Microsoft Research Keynote
Day 3 of PDC was opened by Rick Rashid - lead of 800 researchers at Microsoft Research. Rick gave some interesting insight into his life and the current work of one of the largest research organizations of the world. Especially demos about world-wide telescope and SecondLight - a new version of the multi-touch Surface computer - were fascinating. But they were all topped by Matt MacLaurin and his Boku project - a graphical programming environment for children. It is designed to enable kids to program impressive little games using a game controller. Details and screen-shots can be found here.
Internet Service Bus
My next session was Clemens Vasters talking about Azure Services as an Internet Service Bus. Clemens did a great job in motivating the new cloud services and their technical details.
Central point is a service registry, which can be found at http://servicebus.windows.net/services/.
Services hosted on a local server can be registered in the web under this new domain. Service clients can address their calls to the servicebus directory, but are instantly re-routed to your local service implementation. This happens in a very intelligent fashion and depending on the binding you select.

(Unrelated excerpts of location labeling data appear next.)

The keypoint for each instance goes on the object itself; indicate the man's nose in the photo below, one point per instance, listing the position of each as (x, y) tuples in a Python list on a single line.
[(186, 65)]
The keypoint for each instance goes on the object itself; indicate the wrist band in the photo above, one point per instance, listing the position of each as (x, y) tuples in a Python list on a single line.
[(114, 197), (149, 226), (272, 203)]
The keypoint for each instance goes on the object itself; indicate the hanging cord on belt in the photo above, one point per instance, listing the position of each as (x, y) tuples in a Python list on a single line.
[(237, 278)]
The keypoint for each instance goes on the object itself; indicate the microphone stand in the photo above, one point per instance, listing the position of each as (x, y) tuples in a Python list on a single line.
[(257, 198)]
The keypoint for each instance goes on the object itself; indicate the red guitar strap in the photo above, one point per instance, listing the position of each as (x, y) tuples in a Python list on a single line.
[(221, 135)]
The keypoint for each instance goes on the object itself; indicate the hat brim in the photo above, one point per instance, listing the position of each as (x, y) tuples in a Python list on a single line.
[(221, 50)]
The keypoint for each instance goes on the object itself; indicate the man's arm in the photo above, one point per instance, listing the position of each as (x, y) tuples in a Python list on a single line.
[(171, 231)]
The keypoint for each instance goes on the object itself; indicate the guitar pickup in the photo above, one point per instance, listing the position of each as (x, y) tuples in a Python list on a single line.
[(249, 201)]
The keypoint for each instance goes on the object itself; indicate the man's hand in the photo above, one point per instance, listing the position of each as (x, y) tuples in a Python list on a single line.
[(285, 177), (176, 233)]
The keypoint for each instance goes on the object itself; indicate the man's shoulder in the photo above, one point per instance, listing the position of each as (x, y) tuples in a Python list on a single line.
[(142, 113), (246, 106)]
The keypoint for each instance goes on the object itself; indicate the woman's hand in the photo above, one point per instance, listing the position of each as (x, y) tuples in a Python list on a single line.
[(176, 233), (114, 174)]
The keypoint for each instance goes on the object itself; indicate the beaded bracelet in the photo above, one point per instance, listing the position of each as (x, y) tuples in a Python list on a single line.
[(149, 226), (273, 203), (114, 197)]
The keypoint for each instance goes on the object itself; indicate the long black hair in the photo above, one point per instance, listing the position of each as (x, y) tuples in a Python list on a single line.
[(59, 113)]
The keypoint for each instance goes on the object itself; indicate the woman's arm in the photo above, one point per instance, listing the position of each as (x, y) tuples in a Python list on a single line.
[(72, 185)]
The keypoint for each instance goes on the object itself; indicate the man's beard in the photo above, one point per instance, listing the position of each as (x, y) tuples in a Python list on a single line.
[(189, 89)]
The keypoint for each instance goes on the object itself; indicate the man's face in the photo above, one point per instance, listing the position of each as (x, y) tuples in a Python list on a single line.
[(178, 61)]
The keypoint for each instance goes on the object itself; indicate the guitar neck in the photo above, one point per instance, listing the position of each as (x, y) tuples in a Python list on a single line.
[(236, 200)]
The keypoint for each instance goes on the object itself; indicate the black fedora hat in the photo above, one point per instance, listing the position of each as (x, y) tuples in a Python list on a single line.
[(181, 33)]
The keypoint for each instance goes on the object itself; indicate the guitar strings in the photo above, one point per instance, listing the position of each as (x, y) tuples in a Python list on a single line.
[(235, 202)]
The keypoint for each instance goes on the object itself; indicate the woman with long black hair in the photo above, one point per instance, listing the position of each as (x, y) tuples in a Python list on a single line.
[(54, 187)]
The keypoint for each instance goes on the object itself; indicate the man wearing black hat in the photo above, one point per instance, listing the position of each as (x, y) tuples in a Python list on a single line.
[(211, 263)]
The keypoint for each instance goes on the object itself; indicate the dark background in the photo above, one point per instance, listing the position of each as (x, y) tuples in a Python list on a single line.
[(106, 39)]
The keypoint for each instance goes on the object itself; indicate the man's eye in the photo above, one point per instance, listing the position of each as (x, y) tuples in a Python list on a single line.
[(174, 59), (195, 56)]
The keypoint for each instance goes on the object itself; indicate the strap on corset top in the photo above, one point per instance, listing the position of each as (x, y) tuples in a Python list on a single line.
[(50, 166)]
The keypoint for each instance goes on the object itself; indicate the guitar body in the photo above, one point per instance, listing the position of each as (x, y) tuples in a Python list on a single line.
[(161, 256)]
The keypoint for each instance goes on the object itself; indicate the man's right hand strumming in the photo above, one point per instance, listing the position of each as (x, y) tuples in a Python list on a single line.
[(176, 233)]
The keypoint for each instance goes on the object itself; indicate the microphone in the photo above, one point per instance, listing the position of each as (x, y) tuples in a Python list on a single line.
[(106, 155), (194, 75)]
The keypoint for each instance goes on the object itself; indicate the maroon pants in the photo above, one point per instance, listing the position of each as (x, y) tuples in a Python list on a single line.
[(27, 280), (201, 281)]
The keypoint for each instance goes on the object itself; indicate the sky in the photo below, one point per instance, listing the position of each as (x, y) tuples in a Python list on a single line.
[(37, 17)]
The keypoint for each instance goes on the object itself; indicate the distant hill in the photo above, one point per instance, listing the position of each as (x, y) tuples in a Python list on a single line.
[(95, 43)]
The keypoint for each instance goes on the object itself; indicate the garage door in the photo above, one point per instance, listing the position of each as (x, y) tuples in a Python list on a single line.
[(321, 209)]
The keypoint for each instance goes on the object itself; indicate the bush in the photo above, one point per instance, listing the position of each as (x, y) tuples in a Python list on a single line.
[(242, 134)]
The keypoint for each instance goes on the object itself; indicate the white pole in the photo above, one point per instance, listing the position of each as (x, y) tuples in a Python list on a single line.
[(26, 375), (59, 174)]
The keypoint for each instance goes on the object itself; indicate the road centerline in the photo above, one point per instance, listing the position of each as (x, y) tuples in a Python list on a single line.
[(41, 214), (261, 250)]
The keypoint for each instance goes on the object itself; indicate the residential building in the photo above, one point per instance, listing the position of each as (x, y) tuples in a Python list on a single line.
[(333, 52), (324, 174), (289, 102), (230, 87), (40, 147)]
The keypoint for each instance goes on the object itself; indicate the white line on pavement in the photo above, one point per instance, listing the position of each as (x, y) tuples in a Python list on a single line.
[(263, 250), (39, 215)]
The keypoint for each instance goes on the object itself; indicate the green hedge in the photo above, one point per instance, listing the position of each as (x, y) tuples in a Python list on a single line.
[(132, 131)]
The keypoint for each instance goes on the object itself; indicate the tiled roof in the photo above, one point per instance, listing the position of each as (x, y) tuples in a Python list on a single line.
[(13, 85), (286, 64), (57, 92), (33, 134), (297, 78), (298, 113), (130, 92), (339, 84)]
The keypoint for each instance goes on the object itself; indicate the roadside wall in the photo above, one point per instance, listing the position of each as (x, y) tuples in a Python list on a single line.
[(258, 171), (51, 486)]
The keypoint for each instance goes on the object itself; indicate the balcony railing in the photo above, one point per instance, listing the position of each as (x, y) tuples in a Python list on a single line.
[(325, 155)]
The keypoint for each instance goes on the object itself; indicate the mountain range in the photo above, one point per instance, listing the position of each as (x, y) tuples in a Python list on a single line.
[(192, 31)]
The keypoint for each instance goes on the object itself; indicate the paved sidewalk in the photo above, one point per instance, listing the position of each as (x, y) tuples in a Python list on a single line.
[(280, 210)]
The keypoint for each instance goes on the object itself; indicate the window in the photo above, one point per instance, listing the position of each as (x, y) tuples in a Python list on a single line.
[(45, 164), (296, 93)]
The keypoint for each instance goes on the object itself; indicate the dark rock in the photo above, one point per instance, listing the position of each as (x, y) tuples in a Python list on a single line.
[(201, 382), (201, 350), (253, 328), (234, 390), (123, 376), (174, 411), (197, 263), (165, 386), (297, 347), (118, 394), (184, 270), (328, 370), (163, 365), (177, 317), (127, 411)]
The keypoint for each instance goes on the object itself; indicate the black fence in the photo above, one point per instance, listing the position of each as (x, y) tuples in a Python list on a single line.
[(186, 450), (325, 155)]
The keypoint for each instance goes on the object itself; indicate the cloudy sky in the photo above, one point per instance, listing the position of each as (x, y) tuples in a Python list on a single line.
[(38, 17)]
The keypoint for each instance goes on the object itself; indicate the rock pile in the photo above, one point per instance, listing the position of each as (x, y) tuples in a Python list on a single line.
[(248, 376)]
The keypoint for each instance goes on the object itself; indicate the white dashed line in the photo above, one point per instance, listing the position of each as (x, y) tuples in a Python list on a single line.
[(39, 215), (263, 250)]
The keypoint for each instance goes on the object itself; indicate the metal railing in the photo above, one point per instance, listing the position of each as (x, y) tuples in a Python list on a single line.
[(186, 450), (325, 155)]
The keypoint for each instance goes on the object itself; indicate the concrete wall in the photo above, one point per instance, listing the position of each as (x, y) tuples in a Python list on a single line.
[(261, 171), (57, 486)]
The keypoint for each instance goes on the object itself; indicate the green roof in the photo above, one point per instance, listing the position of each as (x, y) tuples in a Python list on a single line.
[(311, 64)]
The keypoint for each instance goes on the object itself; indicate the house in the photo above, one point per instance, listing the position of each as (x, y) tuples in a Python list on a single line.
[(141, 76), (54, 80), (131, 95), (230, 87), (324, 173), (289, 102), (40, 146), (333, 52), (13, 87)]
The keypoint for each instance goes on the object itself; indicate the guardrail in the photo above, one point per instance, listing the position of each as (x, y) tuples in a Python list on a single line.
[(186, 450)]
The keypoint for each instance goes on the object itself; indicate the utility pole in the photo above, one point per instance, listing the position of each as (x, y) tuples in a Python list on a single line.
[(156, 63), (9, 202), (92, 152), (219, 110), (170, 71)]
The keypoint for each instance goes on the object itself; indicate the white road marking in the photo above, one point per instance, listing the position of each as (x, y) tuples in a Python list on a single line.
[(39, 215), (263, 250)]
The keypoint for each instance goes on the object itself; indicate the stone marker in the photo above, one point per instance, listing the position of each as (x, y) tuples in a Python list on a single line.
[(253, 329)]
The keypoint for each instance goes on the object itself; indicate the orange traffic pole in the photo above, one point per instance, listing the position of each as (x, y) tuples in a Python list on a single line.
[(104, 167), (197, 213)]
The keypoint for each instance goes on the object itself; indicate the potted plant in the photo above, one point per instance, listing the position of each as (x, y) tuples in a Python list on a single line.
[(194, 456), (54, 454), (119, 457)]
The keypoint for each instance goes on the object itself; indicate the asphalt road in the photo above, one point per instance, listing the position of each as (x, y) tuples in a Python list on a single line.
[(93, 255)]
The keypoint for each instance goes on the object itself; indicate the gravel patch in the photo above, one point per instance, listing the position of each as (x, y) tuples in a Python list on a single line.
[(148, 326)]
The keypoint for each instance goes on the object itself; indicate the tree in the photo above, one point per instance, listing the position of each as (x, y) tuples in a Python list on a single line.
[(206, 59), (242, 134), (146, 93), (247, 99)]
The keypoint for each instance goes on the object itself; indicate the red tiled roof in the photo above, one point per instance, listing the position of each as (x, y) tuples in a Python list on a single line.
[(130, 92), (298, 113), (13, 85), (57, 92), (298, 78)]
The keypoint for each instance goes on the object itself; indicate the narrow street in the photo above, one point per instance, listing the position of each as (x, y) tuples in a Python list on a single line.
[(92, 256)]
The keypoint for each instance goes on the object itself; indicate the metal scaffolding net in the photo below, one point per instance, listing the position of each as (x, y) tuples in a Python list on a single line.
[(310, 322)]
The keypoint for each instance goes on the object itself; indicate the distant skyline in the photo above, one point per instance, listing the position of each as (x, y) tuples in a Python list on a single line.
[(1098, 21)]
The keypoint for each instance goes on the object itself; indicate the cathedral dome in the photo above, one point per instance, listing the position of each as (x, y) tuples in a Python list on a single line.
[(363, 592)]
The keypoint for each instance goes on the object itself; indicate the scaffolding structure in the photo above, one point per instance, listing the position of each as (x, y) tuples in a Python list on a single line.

Clemens has some excellent graphics in his slide-deck illustrating the process in detail.
Azure services use the well-known WCF programming model, but are heavily based on web standards - thus enabling interop with Java, which Clemens promised to show in a session tomorrow...
The biggest advantage of the Azure service platform is the possibility to use it as a relay which establishes a direct, bidirectional connection between a client and a service despite firewalls and NAT. This is done via socket forwarding and port probing. Client and server only need to create outbound connections into the cloud in order to start communication. The rest of the job is done by the Azure fabric, which snaps the sockets to match each other and gets out of the way of the normal service communication. This all can and shall be done with message level security. Authentication and authorization features are also provided, their use is strongly recommended.
These features finally enable secure pub-sub solutions between enterprises. Clemens called it "pervasive, secure connectivity for services" and a "DMZ in the sky"...
I recommend watching the video of this excellent presentation as soon as it is available online!
VSTS 2010 Architect Edition
My next topic was an interesting discussion with Peter Provost, Jeff Brown, Christian Binder and my colleague and VSTS-specialist Klaus Liebe regarding the future of VSTS modeling, model merging and other very interesting stuff regarding VSTS project handling in general. It was great fun having direct influence onto an important area of the tool. Peter's presentation later on showed the vast interest of many developers regarding the new modeling features in VSTS 2010 architect edition. Now we got the newest CTP bits and can have a closer look into the newly created functionality.
Offline-enabled Data Services
Another very interesting session today was by Pablo Castro who introduced his project "Astoria offline". The presentation showed some very interesting problems if you want to create an Outlook-like occasionally connected system. The project team wants to create a solution to make services available offline by using technologies like ADO.NET data services (again REST...), Microsoft Sync Framework and the ADO.NET Entity Framework. Nice point is, that the solution is created with certain building blocks and you can replace the different technologies with technologies of your choice as long as you meet certain criteria.
Work on this project is still in a very early stage, but the guys definitely take the right direction to tackle these heavy problems of modern application design.